Now, the residents of Flora are left to wonder whether there is a killer in their midst.
"This used to be a very open and friendly community," Cook said. "The town is still open ... we're just nervous."
A shared grief
The day after the fire, Fox's husband had to call off work. Her brother became sick. Fox herself had trouble breathing.
The 27-year-old woman who lives just steps from the home grows tearful when she thinks about what Gaylin Rose is going through. But she also sees the scars the fire left on the neighborhood.
"To hear the girls screaming for their mom," Fox said, "it's the most devastating thing anyone can hear."
Fox and her husband stepped out of their apartment the night of the fire to look at what they first thought was a strange, dense fog. They quickly realized it was smoke. Then, the flames engulfed the home.
They too, felt powerless. Fox said her brother considered running into the home to help, but they had watched emergency personnel try to enter, only to be forced back out.
That night, Tracie Rose was stuck in Tennessee, but stayed on the phone with his daughter for as long as he could.

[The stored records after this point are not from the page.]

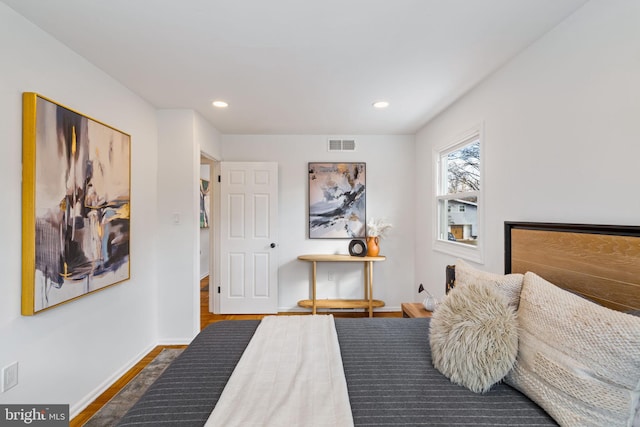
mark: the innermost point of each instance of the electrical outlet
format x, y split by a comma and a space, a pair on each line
9, 376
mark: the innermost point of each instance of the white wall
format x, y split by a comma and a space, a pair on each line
390, 194
561, 134
183, 135
69, 353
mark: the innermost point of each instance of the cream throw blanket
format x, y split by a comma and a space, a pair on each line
290, 374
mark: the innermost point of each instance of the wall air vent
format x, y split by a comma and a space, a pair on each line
342, 145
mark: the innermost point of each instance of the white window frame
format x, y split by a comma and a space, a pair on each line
441, 243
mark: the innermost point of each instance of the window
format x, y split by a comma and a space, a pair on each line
458, 197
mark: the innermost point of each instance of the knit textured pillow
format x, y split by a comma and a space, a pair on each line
474, 337
578, 360
508, 284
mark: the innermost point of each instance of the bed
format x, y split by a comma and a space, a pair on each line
387, 361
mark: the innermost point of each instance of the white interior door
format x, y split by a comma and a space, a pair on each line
248, 237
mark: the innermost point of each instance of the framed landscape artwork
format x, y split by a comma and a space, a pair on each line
337, 200
75, 200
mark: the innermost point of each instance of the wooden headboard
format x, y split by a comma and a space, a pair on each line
600, 262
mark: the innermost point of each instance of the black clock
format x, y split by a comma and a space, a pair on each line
357, 248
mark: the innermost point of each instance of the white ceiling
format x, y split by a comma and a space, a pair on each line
299, 66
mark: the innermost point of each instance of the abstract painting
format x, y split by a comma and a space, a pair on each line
76, 202
337, 200
204, 203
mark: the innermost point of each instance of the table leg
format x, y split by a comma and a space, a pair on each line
313, 291
366, 280
370, 286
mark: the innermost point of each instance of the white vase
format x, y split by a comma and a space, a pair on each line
430, 303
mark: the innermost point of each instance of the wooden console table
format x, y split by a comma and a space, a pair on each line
368, 301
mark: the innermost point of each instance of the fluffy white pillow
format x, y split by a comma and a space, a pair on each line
576, 359
474, 337
509, 284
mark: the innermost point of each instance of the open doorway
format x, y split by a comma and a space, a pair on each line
208, 172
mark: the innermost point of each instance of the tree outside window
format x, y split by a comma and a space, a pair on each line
458, 194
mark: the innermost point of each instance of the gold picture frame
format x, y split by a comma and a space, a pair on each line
76, 192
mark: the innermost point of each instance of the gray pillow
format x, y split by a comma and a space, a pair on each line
579, 361
474, 336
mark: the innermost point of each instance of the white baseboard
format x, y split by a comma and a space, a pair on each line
342, 310
80, 406
175, 341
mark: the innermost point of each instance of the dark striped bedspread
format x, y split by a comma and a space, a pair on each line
389, 374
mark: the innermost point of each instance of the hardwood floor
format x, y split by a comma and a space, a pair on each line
205, 319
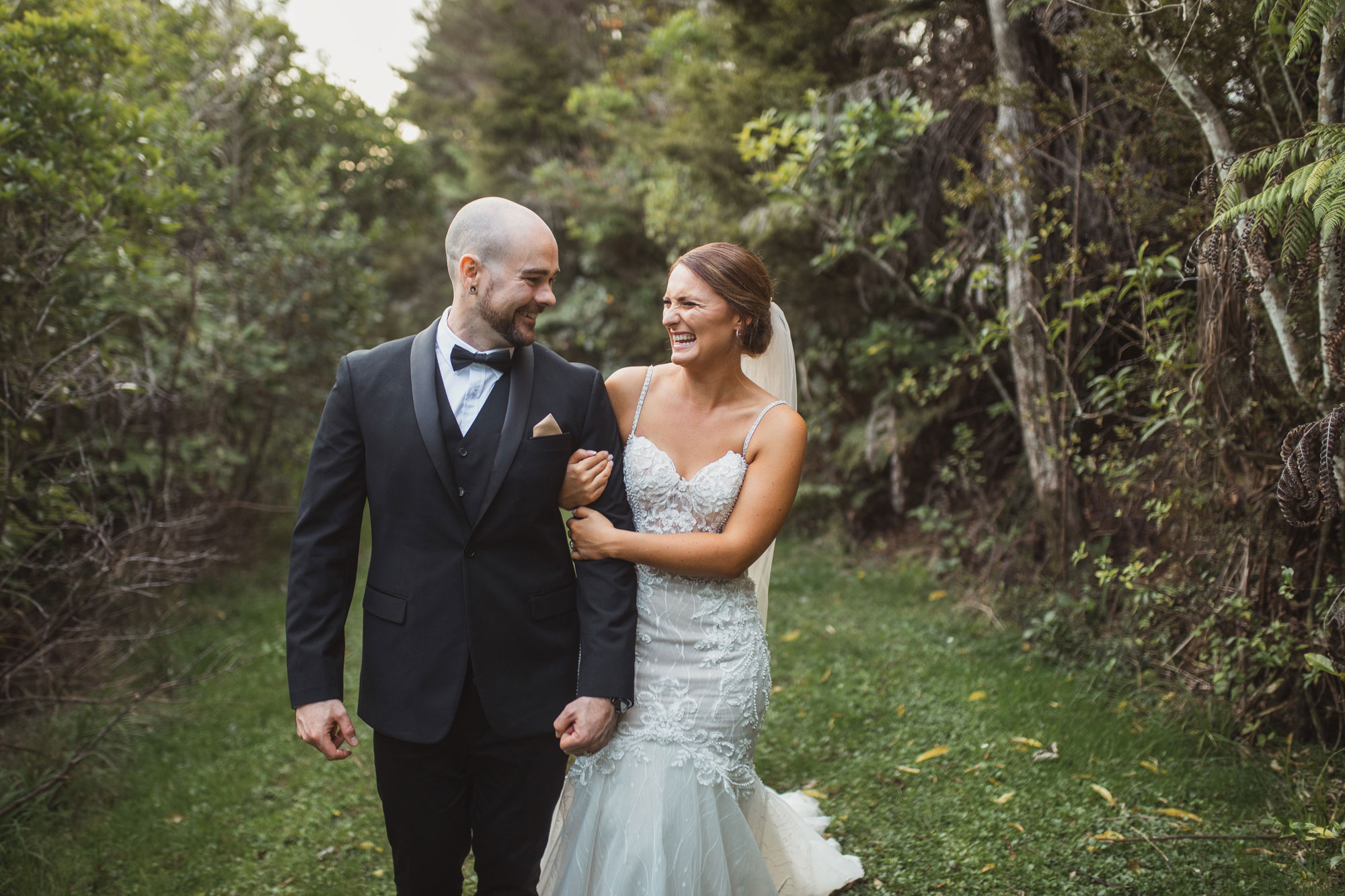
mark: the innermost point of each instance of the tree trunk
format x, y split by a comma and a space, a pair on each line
1274, 298
1331, 80
1038, 417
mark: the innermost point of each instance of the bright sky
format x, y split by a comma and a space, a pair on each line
357, 42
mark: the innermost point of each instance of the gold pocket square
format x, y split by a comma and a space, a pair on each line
547, 428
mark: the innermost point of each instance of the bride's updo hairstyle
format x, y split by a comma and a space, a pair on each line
738, 276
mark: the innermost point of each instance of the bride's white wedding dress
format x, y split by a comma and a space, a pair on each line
673, 803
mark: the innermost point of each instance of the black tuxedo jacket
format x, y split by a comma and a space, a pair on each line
498, 591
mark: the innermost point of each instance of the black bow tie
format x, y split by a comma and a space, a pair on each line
465, 358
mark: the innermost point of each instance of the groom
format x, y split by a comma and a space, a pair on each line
484, 642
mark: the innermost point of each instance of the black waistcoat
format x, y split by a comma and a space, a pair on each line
473, 455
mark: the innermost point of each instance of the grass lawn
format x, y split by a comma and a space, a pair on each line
215, 794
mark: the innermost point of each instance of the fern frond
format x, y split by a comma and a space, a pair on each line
1308, 26
1334, 218
1332, 188
1300, 233
1307, 186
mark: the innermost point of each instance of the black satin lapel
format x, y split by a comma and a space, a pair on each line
516, 416
424, 381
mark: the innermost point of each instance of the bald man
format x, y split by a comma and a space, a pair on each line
475, 618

Now, his home is still cluttered with his granddaughters' toys, signs of their presence everywhere. Rose keeps their school pictures with him in his car. He just experienced the first Fourth of July holiday without the girls.
"The girls," he said, his voice shaking. "They was my heart."
How to help:
Authorities are asking the community for help solving the case by calling the Indiana State Arson Hotline at 1-800-382-4628. Callers can remain anonymous.
Police are also offering a reward of up to $5,000 for information that leads to an arrest. Citizens can donate to the reward fund by sending a check to the Indiana Department of Homeland Security at 302 W. Washington Street Room E208, Indianapolis, IN, 46204. To ensure the donation goes to the appropriate account, the memo line should read “Flora Fire Reward.”